Era curioso que fuera capaz de trabajar con el corazón destrozado, pero así era. O quizá podía trabajar precisamente porque tenía el corazón roto. En cualquier caso, se dispuso a terminar un dibujo en el que aparecía Gracie montada en una piragua, surcando las difíciles aguas de la vida con una mano atada a la espalda y un remo diminuto, representando todas las dificultades de la vida cotidiana.
Al oír una camioneta debajo de su casa, perdió la concentración. El camión de la basura volvía a llegar tarde otra vez. Y, a juzgar por toda la basura que se estaba dejando el basurero mientras arrastraba el cubo hacia el camión, parecía tener prisa.
– ¡Eh! -Rachel se asomó a la ventana para asegurarse de que la oyera-. ¡Eso también tiene que llevárselo! -gritó.
El basurero alzó la mirada sorprendido. Sonrojado al saberse descubierto, se dispuso a recoger la basura que se había caído.
– ¡Mamá! -Emily entró corriendo en el estudio-, ¿qué pasa?
– Absolutamente nada.
– Pero estabas gritando.
– Sí, ¿y sabes una cosa? -se volvió hacia su hija-, me siento maravillosamente… Oh, Dios mío -la melena de su hija había desaparecido-, ¿qué demonios has hecho?
Emily sonrió de oreja a oreja y tiró de uno de los mechones extremadamente cortos que todavía quedaban en su cabeza.
– ¿Te gusta?
– ¿Te has cortado la melena?
– Sí -cuadró los hombros y alzó la barbilla-, siempre he querido llevarlo corto, pero tú no me dejabas.

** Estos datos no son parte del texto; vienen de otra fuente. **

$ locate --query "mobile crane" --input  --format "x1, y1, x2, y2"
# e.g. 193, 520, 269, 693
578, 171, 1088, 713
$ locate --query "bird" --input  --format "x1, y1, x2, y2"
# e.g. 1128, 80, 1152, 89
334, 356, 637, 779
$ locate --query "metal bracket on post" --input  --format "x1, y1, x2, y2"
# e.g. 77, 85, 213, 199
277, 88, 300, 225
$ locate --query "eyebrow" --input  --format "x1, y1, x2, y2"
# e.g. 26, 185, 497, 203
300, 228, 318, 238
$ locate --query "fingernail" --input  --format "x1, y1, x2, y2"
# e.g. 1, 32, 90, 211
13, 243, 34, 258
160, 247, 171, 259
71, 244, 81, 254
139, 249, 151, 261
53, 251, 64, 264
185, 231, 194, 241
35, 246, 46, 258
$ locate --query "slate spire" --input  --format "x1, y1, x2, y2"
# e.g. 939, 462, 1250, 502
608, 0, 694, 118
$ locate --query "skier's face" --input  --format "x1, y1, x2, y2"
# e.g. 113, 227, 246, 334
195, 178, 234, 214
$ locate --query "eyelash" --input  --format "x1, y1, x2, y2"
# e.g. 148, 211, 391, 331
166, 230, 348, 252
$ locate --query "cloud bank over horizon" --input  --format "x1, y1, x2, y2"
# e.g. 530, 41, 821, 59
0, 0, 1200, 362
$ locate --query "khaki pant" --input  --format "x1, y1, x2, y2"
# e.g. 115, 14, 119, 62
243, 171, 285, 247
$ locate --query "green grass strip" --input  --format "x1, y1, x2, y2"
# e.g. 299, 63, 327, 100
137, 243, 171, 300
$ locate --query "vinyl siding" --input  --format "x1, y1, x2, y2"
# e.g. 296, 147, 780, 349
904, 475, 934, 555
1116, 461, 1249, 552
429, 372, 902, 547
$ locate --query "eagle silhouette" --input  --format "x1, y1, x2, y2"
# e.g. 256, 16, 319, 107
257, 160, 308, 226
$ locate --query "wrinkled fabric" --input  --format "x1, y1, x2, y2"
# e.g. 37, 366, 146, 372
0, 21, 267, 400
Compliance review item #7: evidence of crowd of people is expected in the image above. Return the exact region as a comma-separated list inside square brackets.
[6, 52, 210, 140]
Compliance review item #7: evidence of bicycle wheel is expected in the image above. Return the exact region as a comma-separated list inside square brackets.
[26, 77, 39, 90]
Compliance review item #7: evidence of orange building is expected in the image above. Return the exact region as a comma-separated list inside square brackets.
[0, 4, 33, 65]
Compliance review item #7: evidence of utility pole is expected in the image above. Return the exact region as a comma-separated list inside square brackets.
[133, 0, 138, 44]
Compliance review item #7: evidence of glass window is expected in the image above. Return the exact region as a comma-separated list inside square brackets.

– ¡Y tampoco te habría dejado ahora! -cambió de tono al ver la expresión desolada de su hija-. Comprendo que es tu pelo y que estás comenzando a despegar las alas, a convertirte en una adolescente y todo eso, pero…
– Mamáaaa -comenzó a decir Emily.
– ¡Deberías haber preguntado! -estaba gritando otra vez y no le importaba.
– ¡Quería parecerme a ti! -gritó Emily en respuesta.
– ¿De verdad? -a Rachel se le llenaron los ojos de lágrimas.
– De verdad -contestó Emily llorosa-. Pero tú lo odias. Y estás gritando. ¿Por qué gritas, mamá? Tú nunca gritas.
– Oh, cariño, no lo odio, te lo prometo -Rachel envolvió a su hija en un enorme abrazo-. Supongo que me gustaría que siguieras siendo mi niñita, que continuaras necesitándome para todo.
– Y te necesito, siempre te necesitaré.
Rachel enterró el rostro en el cortísimo pelo de su hija.
– Me alegro de oírtelo decir. Últimamente me he sentido… un poco insegura.
– ¿Sin papá?
La mera mención de Ben era para ella como un cuchillo clavado en el pecho.
– Sí.
– ¿Por eso gritas?
– Grito porque… me hace sentirme bien -sonrió-. Y no voy a reprimirme más, Emily. No voy a continuar fingiendo que mis sentimientos no existen.
– ¿Y eso significa que a partir de ahora vas a gritarme mucho?